Last spring, Gov. Rosselló signed a first of its kind law allowing charter schools and vouchers. This was immediately protested by teachers’ unions and their allies.

Meanwhile, hundreds of thousands of students and their families leave the island for better educational opportunities — especially in Florida.

Before Maria, 90 percent of the island’s public schools were low-income. Between 2006 and 2016, 700,000 students left the island, and Puerto Rico closed 200 schools.

After Maria, closed schools struggled to meet inspection goals, introducing an urgent crisis that made privatization look like a viable solution. Now, Puerto Rico plans to shut down around 265 more schools as its education secretary defends privatization’s flexibility and money saving measures. The debate will continue as the new school year begins.

Like the schools, prison conditions are terrible, and privatization rumors circulate in the criminal justice sector as well. Puerto Rican officials have recently signed a contract to transfer one-third, or 3,200, of its prisoners to a privately run Arizona facility.

While the relocation program is voluntary, some are calling this plan "human trafficking" — claiming that inmates’ civil rights are violated. These critics suggest that prisoner rehabilitation is more difficult when people are far away from loved ones. We must also consider that poor prison conditions may compel prisoners to opt for this drastic transfer solution.

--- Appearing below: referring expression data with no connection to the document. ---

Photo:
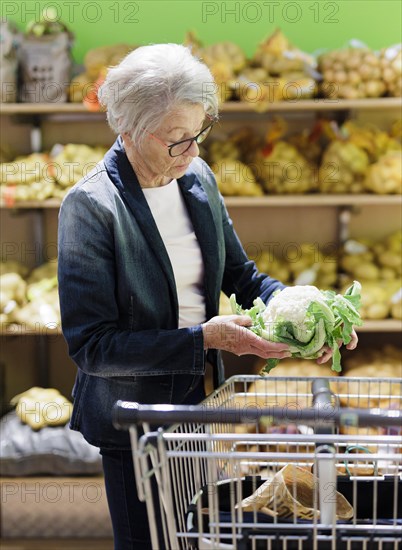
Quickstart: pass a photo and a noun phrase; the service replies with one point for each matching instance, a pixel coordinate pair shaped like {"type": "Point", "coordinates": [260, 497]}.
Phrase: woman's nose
{"type": "Point", "coordinates": [193, 150]}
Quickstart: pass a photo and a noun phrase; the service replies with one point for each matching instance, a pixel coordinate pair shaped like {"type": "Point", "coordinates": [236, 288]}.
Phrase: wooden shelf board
{"type": "Point", "coordinates": [228, 107]}
{"type": "Point", "coordinates": [14, 330]}
{"type": "Point", "coordinates": [313, 200]}
{"type": "Point", "coordinates": [315, 105]}
{"type": "Point", "coordinates": [27, 205]}
{"type": "Point", "coordinates": [383, 325]}
{"type": "Point", "coordinates": [257, 202]}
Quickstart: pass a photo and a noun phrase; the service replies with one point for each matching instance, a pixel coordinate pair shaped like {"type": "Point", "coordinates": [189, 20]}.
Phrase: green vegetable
{"type": "Point", "coordinates": [307, 319]}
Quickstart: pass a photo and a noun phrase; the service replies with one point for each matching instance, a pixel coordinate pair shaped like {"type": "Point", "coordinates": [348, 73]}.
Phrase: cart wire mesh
{"type": "Point", "coordinates": [273, 463]}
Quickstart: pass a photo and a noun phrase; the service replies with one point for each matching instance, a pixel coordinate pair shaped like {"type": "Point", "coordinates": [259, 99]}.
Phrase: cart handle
{"type": "Point", "coordinates": [129, 413]}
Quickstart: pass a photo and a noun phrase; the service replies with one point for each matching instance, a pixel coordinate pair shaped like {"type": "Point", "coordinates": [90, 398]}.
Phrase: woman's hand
{"type": "Point", "coordinates": [228, 332]}
{"type": "Point", "coordinates": [328, 351]}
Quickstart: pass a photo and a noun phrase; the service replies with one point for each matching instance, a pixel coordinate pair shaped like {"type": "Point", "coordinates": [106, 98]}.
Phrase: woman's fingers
{"type": "Point", "coordinates": [354, 341]}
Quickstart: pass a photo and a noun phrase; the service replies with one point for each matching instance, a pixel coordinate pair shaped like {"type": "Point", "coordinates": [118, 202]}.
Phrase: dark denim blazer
{"type": "Point", "coordinates": [118, 296]}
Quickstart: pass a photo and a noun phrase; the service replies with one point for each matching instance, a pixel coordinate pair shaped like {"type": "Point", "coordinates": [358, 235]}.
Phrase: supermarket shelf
{"type": "Point", "coordinates": [313, 200]}
{"type": "Point", "coordinates": [316, 105]}
{"type": "Point", "coordinates": [30, 205]}
{"type": "Point", "coordinates": [252, 202]}
{"type": "Point", "coordinates": [45, 109]}
{"type": "Point", "coordinates": [228, 107]}
{"type": "Point", "coordinates": [13, 330]}
{"type": "Point", "coordinates": [383, 325]}
{"type": "Point", "coordinates": [60, 544]}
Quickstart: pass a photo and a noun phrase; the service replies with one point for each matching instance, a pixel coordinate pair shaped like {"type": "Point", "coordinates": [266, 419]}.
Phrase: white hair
{"type": "Point", "coordinates": [150, 82]}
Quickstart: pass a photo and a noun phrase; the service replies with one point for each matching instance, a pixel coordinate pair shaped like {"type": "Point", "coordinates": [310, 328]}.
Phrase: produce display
{"type": "Point", "coordinates": [283, 170]}
{"type": "Point", "coordinates": [306, 319]}
{"type": "Point", "coordinates": [310, 266]}
{"type": "Point", "coordinates": [84, 85]}
{"type": "Point", "coordinates": [379, 268]}
{"type": "Point", "coordinates": [278, 71]}
{"type": "Point", "coordinates": [361, 159]}
{"type": "Point", "coordinates": [351, 73]}
{"type": "Point", "coordinates": [330, 159]}
{"type": "Point", "coordinates": [41, 176]}
{"type": "Point", "coordinates": [33, 301]}
{"type": "Point", "coordinates": [391, 64]}
{"type": "Point", "coordinates": [235, 178]}
{"type": "Point", "coordinates": [385, 176]}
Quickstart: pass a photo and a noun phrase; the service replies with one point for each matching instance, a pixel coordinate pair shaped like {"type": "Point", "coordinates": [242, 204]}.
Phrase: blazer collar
{"type": "Point", "coordinates": [124, 178]}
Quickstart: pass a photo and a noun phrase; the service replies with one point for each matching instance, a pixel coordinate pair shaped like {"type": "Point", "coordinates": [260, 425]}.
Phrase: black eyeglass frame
{"type": "Point", "coordinates": [189, 140]}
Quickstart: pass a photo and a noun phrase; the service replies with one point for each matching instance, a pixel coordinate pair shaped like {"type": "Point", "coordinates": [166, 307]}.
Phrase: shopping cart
{"type": "Point", "coordinates": [273, 463]}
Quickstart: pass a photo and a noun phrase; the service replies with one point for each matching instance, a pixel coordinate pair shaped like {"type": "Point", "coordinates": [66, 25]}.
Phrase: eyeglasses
{"type": "Point", "coordinates": [180, 147]}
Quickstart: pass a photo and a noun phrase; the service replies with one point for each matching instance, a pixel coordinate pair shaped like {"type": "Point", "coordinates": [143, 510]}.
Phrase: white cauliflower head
{"type": "Point", "coordinates": [291, 304]}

All the prisons reportedly weigh in against the idea of relocation, so it's unclear if this plan has the integrity to move forward.

Finally, we must address Puerto Rico’s post-Maria privatization agenda for the energy grid. Initially, many options were explored — including a public/private hybrid model that looked promising to those fearing total privatization.

But, as it goes when disaster capitalism lurks in vulnerable quarters, a more thoroughly privatized energy grid now appears to be favored.

In late June, it was announced that a bondholder settlement has been reached that would restructure the Puerto Rico energy utility’s (PREPA) $9 billion debt and reduce its debt payments by 30 percent.

This settlement is still under discussion, but the move signals that privatization is the plan. New utility CEO José Ortiz explains that the goal is none other than to "sell its generation assets and contract out the management of its transmission and distribution." Ortiz’s timeline here is two years.

Two years may seem like nothing for a Wall Street salivating over Puerto Rico’s potential infrastructure assets, but it can drag along for all the islanders living in compromised conditions.

And if everyone packs up and leaves, there will be no one left to use the schools and electric grid — regardless of who owns or runs them.